In a field by the river my love and I did stand,
And on my leaning shoulder she laid her snow-white hand.
She bid me take life easy, as the grass grows on the weirs;
But I was young and foolish, and now am full of tears.”

The Sorrow of Love
“A girl arose that had red mournful lips
And seemed the greatness of the world in tears,
Doomed like Odysseus and the labouring ships
And proud as Priam murdered with his peers.”

To Some I Have Talked With By The Fire
“And with the clashing of their sword-blades make
A rapturous music, till the morning break.”

The Lover Tells Of The Rose In His Heart
“With the earth and sky and the water, re-made, like a casket of gold
For my dreams of your image that blossoms a rose in the deeps of my heart.”

The Song of The Old Mother
“While I must work because I am old,
And the seed of the fire gets feeble and cold.”

He Bids His Beloved Be At Peace
“The South is pouring down roses of crimson fire:
O vanity of Sleep, Hope, Dream, endless Desire,”

The Lover Asks Forgiveness Because of His Many Moods
“That saw young Niamh hover with love-lorn face
Above the wandering tide;
And lingered in the hidden desolate place
Where the last Phoenix died,”

The Lover Pleads With His Friend For Old Friends
“But think about old friends the most:
Time’s bitter flood will rise.
Your beauty perish and be lost
For all eyes but these eyes.”

Adam’s Curse
“That it had all seemed happy, and yet we’d grown
As weary-hearted as that hollow moon.”

His Dream
“Crying amid the glittering sea,
Naming it with ecstatic breath,
Because it had such dignity,
By the sweet name of Death.”

The Tower
“Does the imagination dwell the most
Upon a woman won or woman lost?”

A Deep-Sworn Vow
“Others because you did not keep
That deep-sworn vow have been friends of mine;
Yet always when I look death in the face,
When I clamber to the heights of sleep,
Or when I grow excited with wine,
Suddenly I meet your face.”


Emily Dickinson

1 (1850)
“The high do seek the lowly, the great do seek the small,
None cannot fine who
seeketh, on this terrestrial ball;”

“The storm doth walk the seashore humming a mournful tune,
The wave with eyes so pensive, looketh to see the moon,”

3 (1851)
“During my education,
It was announced to me
That
gravitation, stumbling,
Fell from an
apple tree!”

“Mortality is fatal -
Gentility is fine,
Rascality, heroic,
Insolvency, sublime!”

7 (1858)
“My Classics veil their faces -
My faith that Dark adores -
Which from its solemn abbeys
Such resurrection pours.”

13 (1858)
“That Aurora be -
East of Eternity -
One with the banner gay -
One in the red array -
That is the break of Day!”

23 (1858)
“Time brought me other Robins -
Their ballads were the same -
Still, for my missing Troubadour
I kept the ‘house at hame.’”

44 (1858)
“If she had been the Mistletoe
And I had been the Rose -
How gay upon the table
My velvet life to close -”

47 (1858)
“Heart!
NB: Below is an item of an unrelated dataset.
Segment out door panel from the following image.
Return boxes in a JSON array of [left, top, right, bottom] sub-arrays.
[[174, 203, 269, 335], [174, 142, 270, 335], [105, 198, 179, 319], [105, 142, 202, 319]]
We will forget him!
You and I - tonight!
You may forget the warmth he gave -
I will forget the light!”

52 (1858)
“Whether my bark went down at sea -
Whether she met with gales -
Whether to isles enchanted
She bent her docile sails -”

53 (1858)
“There must be guests in Eden -
All the rooms are full -”

64 (1859)
“Without Commander! Countless! Still!
The Regiments of Wood and Hill
In bright detachment stand!
Behold! Whose Multitudes are these?
The children of whose turbaned seas -
Or what Circassian Land?”

67 (1859)
“Success is counted sweetest
By those who ne’er succeed.
To comprehend a nectar
Requires sorest need.”

70 (1859)
“When Time’s brief masquerade was done
Is mapped and charted too.”

87 (1859)
“A darting fear - a pomp - a tear -
A waking on a morn
To find that what one waked for,
Inhales a different dawn.”

101 (1859)
“Will there really be a ‘Morning’?
Is there such a thing as ‘Day’?
Could I see it from the mountains
If I were as tall as they?”

108 (1859)
“Surgeons must be very careful
When they take the knife!
Underneath their fine incisions
Stirs the Culprit - Life!”

118 (1859)
“My friend attacks my friend!
Oh Battle picturesque!
Then I turn Soldier too,
And he turns Satinist!
How martial is this place!
Had I a mighty gun
I think I’d shoot the human race
And then to glory run!”

122 (1859)
“A something in a summer’s noon -
A depth - an Azure - a perfume -
Transcending ecstasy.”

126 (1859)
“To fight aloud, is very brave -
But
gallanter, I know
Who charge within the bosom
The Cavalry of Woe -

Who win, and nations do not see -
Who fall - and none observe -
Whose dying eyes, no Country
Regards with patriot love -

We trust, in plumed procession
For such, the Angels go -
Rank after Rank, with even feet -
And Uniforms of Snow.”

128 (1859)
“Tell me how far the morning leaps -
Tell me what time the weaver sleeps
Who spun the breadths of blue!”

131 (1859)
“Besides the Autumn poets sing
A few prosaic days
A little this side of the snow
And that side of the Haze -”

138 (1859)
“Venice could not show a cheek
Of a tint so lustrous meek -”

“I had rather wear her grace
Than an Earl’s distinguished face -
I had rather dwell like her
Than be ‘Duke of Exeter’ -”

140 (1859)
“A wider sunrise in the morn -
A deeper twilight on the lawn -”

149 (1859)
“She went as quiet as the Dew
From an Accustomed flower.
Not like the Dew, did she return
At the Accustomed hour!”

150 (1859)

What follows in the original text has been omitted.